Le grand mystère de tout cela ne réside pas dans les réponses. Mais plutôt dans la façon dont chacun a énoncé leurs propres questions)

à Gerald Blouncourt pour son trajet dans les plus lumineuses questions sur la dignité Humaine.

1
Qu’est-ce que les mains apportent qui ne soit pas venu
de ce qui était enseigné par la privation et l’étrange création des rêves?
2
Si les fleurs ont  mis en évidence  la couleur et le parfum des saisons
qui venaient toujours,
pourquoi avons nous gardés dans les fleurs les révolutions qui tardaient?
3
Si tu ne sais pas comment te révolter, pourquoi dois-tu apprendre à chanter?
Si tu ne sais pas comment t’indigner de quoi te serviront les livres,
si tu n’as pas des mémoires que les questionnent, pour qu’ils ne meurent jamais en toi?
4
Il ya des abimes où on meure douloureusement,
mais aussi où on découvre la beauté des petites fleurs des montagnes.
Pourquoi alors veux tu fermer les yeux si il y a toujours des petites fleurs
dans chaque abime, s’il ya toujours une montagne qui est à toi
à cause de tous que tu as connue de tes hauteurs, de tes distances?
5
Quelques chansons pleurent ce qu’on a rêvé et pas conquit.
Mais pourquoi avons-nous de pleurer si on le sait?
6
Les bateaux qui nous ont déplacé à la guerre, combien de fois ont t’ils tué
les retours, les pluies, les peurs, les différentes saisons, l'étrange amour?

Combien de fois on meure dans une guerre, mon cœur?
7
Combien de fois nous nous sommes plongés dans l’ombre
de la dangereuse inquiétude des questions ?
Combien de fois nous nous sommes y tué?
Combien de fois on n’a pas eu l’option de renaitre?
8
Et si un jour tu partirais?
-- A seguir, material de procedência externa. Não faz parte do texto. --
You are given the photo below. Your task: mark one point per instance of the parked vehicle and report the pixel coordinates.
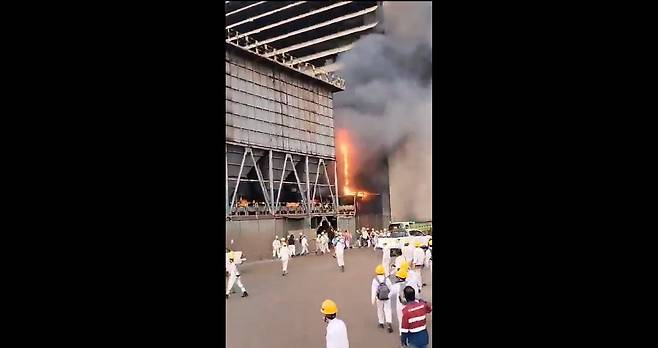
(397, 237)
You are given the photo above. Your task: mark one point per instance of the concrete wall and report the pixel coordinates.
(269, 106)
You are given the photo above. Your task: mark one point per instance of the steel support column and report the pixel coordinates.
(261, 181)
(237, 183)
(226, 163)
(336, 183)
(308, 186)
(271, 172)
(317, 175)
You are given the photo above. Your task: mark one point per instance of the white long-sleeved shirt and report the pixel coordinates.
(419, 256)
(284, 252)
(408, 252)
(375, 284)
(337, 334)
(414, 280)
(232, 269)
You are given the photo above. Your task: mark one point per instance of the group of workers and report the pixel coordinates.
(406, 286)
(411, 310)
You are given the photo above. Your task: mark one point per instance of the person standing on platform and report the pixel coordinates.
(291, 244)
(379, 296)
(284, 254)
(276, 245)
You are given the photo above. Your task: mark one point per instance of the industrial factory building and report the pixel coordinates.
(313, 32)
(281, 168)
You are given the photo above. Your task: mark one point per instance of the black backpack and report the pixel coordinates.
(383, 291)
(401, 293)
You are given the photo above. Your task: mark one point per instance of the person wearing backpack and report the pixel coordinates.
(380, 296)
(413, 331)
(234, 276)
(284, 255)
(397, 293)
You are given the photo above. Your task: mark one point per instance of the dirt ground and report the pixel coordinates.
(284, 312)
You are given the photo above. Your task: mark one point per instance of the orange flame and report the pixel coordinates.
(343, 140)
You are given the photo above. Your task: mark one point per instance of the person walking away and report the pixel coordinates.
(284, 254)
(301, 235)
(413, 331)
(428, 256)
(317, 243)
(408, 251)
(399, 261)
(234, 276)
(323, 243)
(340, 252)
(379, 296)
(396, 292)
(336, 329)
(414, 279)
(304, 245)
(291, 244)
(276, 245)
(419, 255)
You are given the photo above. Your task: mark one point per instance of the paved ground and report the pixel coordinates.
(284, 312)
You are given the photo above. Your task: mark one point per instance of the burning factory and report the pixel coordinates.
(298, 156)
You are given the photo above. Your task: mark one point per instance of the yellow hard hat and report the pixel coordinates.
(329, 307)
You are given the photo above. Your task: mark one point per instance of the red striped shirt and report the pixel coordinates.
(414, 316)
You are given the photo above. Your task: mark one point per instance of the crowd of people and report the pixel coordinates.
(400, 281)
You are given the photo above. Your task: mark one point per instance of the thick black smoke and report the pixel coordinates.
(387, 107)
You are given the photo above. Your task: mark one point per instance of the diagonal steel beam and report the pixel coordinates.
(237, 184)
(317, 175)
(260, 179)
(333, 199)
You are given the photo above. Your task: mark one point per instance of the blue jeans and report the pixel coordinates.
(411, 345)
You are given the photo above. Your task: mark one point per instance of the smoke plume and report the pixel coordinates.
(387, 107)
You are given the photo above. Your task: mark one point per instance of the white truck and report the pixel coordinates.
(398, 237)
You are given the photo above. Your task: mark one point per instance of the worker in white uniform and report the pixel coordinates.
(276, 245)
(399, 261)
(386, 259)
(414, 279)
(364, 238)
(234, 276)
(428, 256)
(397, 291)
(340, 252)
(408, 252)
(291, 244)
(284, 254)
(380, 297)
(419, 255)
(336, 328)
(318, 247)
(304, 245)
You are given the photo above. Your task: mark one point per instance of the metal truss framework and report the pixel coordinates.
(272, 202)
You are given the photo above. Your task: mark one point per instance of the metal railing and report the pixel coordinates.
(244, 42)
(281, 209)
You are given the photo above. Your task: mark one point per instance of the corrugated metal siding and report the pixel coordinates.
(271, 108)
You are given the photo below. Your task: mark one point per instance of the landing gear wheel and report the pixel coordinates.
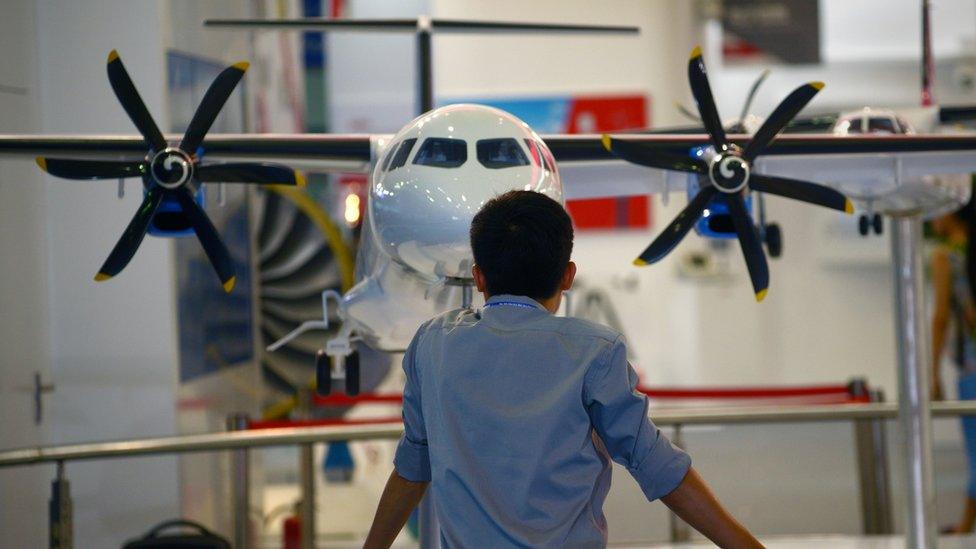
(774, 240)
(323, 373)
(863, 225)
(352, 374)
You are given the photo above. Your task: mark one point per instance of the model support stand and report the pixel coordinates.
(913, 380)
(240, 466)
(60, 528)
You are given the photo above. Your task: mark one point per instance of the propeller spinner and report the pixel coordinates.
(727, 174)
(169, 172)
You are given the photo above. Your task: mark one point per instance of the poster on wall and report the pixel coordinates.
(215, 328)
(586, 114)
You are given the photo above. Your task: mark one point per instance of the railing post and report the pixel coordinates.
(307, 505)
(680, 532)
(60, 524)
(872, 465)
(240, 485)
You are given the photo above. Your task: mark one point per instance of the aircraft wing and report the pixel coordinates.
(324, 152)
(881, 173)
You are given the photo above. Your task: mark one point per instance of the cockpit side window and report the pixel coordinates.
(442, 152)
(400, 158)
(501, 153)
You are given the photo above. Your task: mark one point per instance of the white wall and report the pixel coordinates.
(23, 285)
(112, 344)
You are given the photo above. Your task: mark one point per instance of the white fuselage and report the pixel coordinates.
(429, 182)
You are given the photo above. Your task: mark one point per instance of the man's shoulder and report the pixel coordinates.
(578, 327)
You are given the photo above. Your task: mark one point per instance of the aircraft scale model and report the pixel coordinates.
(428, 180)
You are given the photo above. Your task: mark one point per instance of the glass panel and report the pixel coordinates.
(442, 152)
(402, 153)
(501, 153)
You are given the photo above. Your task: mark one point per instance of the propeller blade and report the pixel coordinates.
(132, 102)
(706, 102)
(91, 169)
(677, 229)
(210, 106)
(637, 153)
(686, 112)
(752, 95)
(751, 247)
(126, 247)
(243, 172)
(813, 193)
(780, 117)
(209, 239)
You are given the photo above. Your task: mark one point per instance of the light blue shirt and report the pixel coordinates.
(513, 415)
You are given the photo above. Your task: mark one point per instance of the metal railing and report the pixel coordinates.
(307, 436)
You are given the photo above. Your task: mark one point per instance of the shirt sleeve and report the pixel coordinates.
(619, 415)
(412, 460)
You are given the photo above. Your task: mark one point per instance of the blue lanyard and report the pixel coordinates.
(511, 303)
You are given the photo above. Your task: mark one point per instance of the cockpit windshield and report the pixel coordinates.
(501, 153)
(442, 152)
(400, 157)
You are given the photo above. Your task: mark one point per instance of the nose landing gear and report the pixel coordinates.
(870, 222)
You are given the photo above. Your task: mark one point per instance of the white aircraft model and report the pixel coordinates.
(429, 179)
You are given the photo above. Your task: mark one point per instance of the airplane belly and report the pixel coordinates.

Et si tu ne regarderais pas en arrière?  Aurait ‘il une erreur?
Pourrais-tu la voir, la liberté?
Et si un jour tu partirais avec une liberté sans aucun passé,
serais tu libre avec ce qui te reste à ce moment-là?
9
Le peuple est un oiseau. Alors, pourquoi réduis-tu au silence les lignes qui sont de l'horizon
son parcours, ses mappes intimes où on devait découvrir de nouvelles terres
et retourner, quand même?
10
Soyez très prudent. Il ya toujours une réponse à vouloir tuer tes questions.